Trump's order says he won't enforce the TikTok ban. Will that be enough for Apple and Google?
- President Trump signed an executive order on Monday giving TikTok 75 more days to operate in the US.
- The move came after TikTok briefly shut down to comply with a divest-or-ban law.
- Legal analysts say Trump's order may not be enough to bring TikTok back to US app stores.
TikTok is back online for existing US users after briefly going dark over the weekend to comply with a divest-or-ban law.
But it's still gone from US app stores. The app may face an uphill battle to get back there despite President Trump's executive order on Monday granting TikTok and its partners 75 more days to operate without drawing the ire of the Justice Department.
Trump's executive order directed the attorney general to send a letter to TikTok's service providers telling them they would not face liability related to the law, which required TikTok's owner, ByteDance, to separate from its US assets by January 19. ByteDance did not follow through on that requirement.
Even with Trump's assurance of non-enforcement, the general counsels at Apple or Google's parent company Alphabet may be too risk-averse to add TikTok back to their stores, legal analysts told Business Insider.
The divest-or-ban law, if enforced, could impose hundreds of billions of dollars in fines on service providers that don't cut ties with TikTok and other ByteDance apps, a terrifying prospect for any company lawyer. A letter from the attorney general promising they won't act on the law may not cut it.
"If I were the GC of Alphabet or Apple, I don't think a letter would assuage my fears," said G.S. Hans, a clinical professor of law at Cornell Law School who last year joined an amicus brief opposing the divest-or-ban law.
However, he added: "The heads of those companies may differ with their legal counsel and potentially even override them."
The executive order contains language that might raise red flags for in-house lawyers, too, said Matthew Schettenhelm, a litigation and policy analyst at Bloomberg Intelligence.
In section three of the executive order, for example, the document states that nothing in the order shall "impair or otherwise affect" the "authority granted by law to an executive department or agency," which seems to undercut the idea that the attorney general would never take action under any circumstance, Schettenhelm said.
"The whole thing is a recipe for a legal mess," Schettenhelm said. "It, therefore, shouldn't make service providers feel comfortable about violating a law tied to such massive liability exposure."
While legal teams at Apple and Google may not be rushing to bring TikTok back to their stores, the stakes for TikTok are different.
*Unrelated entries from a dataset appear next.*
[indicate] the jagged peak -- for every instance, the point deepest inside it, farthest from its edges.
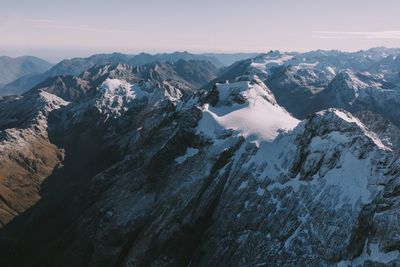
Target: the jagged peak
(340, 120)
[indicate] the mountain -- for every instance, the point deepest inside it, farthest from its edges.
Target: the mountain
(229, 59)
(127, 165)
(76, 66)
(14, 68)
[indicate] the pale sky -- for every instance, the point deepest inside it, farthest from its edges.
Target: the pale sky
(55, 29)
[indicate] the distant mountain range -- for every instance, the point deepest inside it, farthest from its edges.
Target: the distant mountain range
(14, 68)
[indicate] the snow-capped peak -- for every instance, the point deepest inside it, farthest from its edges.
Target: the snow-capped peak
(247, 107)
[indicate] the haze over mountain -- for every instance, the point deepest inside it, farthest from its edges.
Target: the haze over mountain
(14, 68)
(75, 66)
(282, 159)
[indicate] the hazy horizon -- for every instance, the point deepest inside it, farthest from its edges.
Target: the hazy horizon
(54, 30)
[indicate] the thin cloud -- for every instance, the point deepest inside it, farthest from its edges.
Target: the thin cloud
(370, 35)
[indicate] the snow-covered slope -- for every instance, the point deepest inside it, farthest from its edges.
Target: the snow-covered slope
(157, 173)
(246, 106)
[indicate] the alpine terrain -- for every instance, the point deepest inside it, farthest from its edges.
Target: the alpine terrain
(282, 159)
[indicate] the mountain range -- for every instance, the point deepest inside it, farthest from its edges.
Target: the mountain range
(282, 159)
(26, 80)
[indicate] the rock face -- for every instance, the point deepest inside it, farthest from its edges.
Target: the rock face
(146, 170)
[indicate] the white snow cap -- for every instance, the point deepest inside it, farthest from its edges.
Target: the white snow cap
(256, 114)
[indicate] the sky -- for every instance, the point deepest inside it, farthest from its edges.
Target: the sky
(54, 29)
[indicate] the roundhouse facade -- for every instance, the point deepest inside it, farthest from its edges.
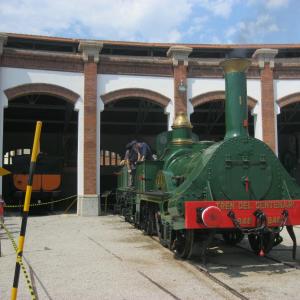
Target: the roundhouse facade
(86, 92)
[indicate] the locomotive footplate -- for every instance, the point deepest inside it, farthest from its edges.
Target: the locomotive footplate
(241, 214)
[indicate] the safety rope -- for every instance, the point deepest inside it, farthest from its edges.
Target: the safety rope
(20, 261)
(41, 204)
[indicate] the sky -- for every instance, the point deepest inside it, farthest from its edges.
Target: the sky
(166, 21)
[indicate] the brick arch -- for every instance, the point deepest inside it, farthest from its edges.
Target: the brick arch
(217, 96)
(41, 88)
(289, 99)
(135, 93)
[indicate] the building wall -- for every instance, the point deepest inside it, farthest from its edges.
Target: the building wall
(156, 75)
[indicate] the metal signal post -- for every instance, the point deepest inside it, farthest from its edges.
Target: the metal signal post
(34, 155)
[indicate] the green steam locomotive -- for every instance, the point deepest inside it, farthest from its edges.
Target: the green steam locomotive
(197, 189)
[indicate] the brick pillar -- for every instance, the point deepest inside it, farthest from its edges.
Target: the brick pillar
(265, 58)
(88, 204)
(3, 100)
(179, 55)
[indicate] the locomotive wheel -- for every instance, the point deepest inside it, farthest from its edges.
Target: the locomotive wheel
(232, 237)
(267, 242)
(184, 243)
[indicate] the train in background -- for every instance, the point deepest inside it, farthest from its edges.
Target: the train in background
(46, 184)
(196, 189)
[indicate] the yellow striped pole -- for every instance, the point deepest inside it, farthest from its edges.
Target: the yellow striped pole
(34, 155)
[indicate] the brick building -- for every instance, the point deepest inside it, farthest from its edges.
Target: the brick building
(95, 96)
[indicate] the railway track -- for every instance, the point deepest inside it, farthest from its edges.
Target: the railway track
(204, 270)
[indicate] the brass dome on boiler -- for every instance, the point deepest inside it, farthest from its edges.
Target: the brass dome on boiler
(181, 121)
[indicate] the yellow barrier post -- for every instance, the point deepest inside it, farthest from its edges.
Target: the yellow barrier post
(34, 155)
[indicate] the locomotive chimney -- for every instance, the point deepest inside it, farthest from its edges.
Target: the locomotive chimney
(236, 109)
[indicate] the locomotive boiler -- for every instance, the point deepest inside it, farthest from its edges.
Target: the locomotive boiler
(197, 189)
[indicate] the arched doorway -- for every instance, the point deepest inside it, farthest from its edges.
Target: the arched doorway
(288, 131)
(54, 106)
(208, 118)
(131, 114)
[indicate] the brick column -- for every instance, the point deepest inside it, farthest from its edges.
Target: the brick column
(3, 100)
(179, 55)
(88, 205)
(265, 58)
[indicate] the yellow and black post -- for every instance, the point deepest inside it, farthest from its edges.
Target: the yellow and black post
(34, 155)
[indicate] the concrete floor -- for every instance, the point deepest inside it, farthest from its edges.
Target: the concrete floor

The company needs to be in app stores to sign up new users and send technical updates to its existing ones. Without those updates, the quality of its app would likely degrade over time.
Apple and Google may still decide to play ball
Other legal analysts were more bullish about the possibility that TikTok could return to app stores following Trump's order.
Aram Gavoor, associate dean for academic affairs at the George Washington University Law School, thought the order would offer an effective "safe harbor" to TikTok's partners, including the app stores. He was not concerned about the apparent contradiction in the third section of the order, describing that language as a "boilerplate."
"Once that attorney general letter is transmitted and received, you have a safe harbor to continue hosting that app on your store," Gavoor said. "It's almost like the IRS issuing a no-action letter for a taxpayer within a given tax year. This conduct is not unlawful, and therefore, that's a basis upon which you can engage in continued lawful conduct."
Apple and Google have not indicated yet whether they will add TikTok back to their app stores after Trump's order. Neither company responded to a request for comment; Google earlier declined to comment.
This weekend, as it removed TikTok and other ByteDance apps from its store, Apple wrote in a statement that it was "obligated to follow the laws in the jurisdictions where it operates," which included complying with the Protecting Americans from Foreign Adversary Controlled Applications Act.
The White House and the Justice Department did not immediately respond to a request for comment.